Será possível olhar/pensar/discutir o filme Cavalo de Guerra fora do espaço limitado dos "prós" e "contras" dos Oscars? Este texto foi publicado no Diário de Notícias (23 Fevereiro), com o título 'Repensando a América na Europa'.
Nada a fazer: a temporada pré-Oscars instala um espírito competitivo que substitui as nuances do gosto cinéfilo por um banal jogo de “prós” e “contras”. Na prática, isso traduz-se em coisas do género: será que O Artista é “melhor” ou “pior” que Cavalo de Guerra, de Steven Spielberg? Por mim, apenas espero que O Artista tenha a avalanche de prémios que se antevê... para que, finalmente, possamos começar a falar de cinema!
Repare-se: não se trata de dizer (como eu digo) que o simpático divertimento que é O Artista não aguenta qualquer comparação com a complexidade de narrativa e mise en scène de um filme como Cavalo de Guerra – todas as diferenças de perspectiva são salutares. Trata-se, isso sim, de sublinhar que não é possível compreender Cavalo de Guerra a partir da mentalidade bélica de “vencedores” e “vencidos” que contamina todo o espaço mediático, do futebol à política, passando pela vida sexual dos “famosos”.
Porquê? Porque Cavalo de Guerra é um filme não alinhado com o seu tempo: Spielberg filma, não para celebrar a euforia tecnológica da indústria cinematográfica (de que ele é, em qualquer caso, ao longo dos últimos 35 anos, um dos principais motores), mas sim para reencontrar o fôlego épico de um modelo de espectáculo cujos mestres se chamam David W. Griffith (1875-1948) ou John Ford (1894-1973).

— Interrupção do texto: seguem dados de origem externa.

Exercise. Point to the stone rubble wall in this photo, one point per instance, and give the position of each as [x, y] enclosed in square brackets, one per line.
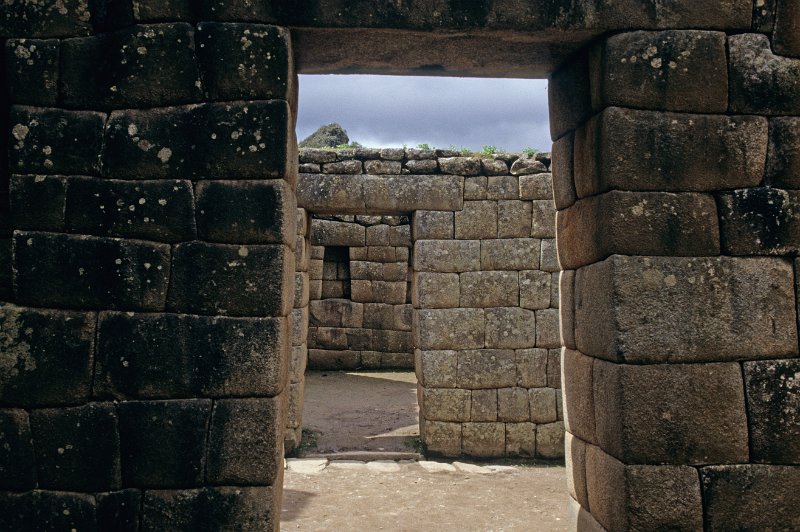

A história de Albert (Jeremy Irvine) e do seu cavalo Joey transcende a mera revisitação do clássico filme de guerra, já que nele se persegue a questão chave do imaginário americano: que significa construir uma identidade e qual o papel da família nesse processo? Com Cavalo de Guerra, confirmamos também que tal questão passa pelos campos de batalha da Europa. E não é fácil merecer tal reconhecimento.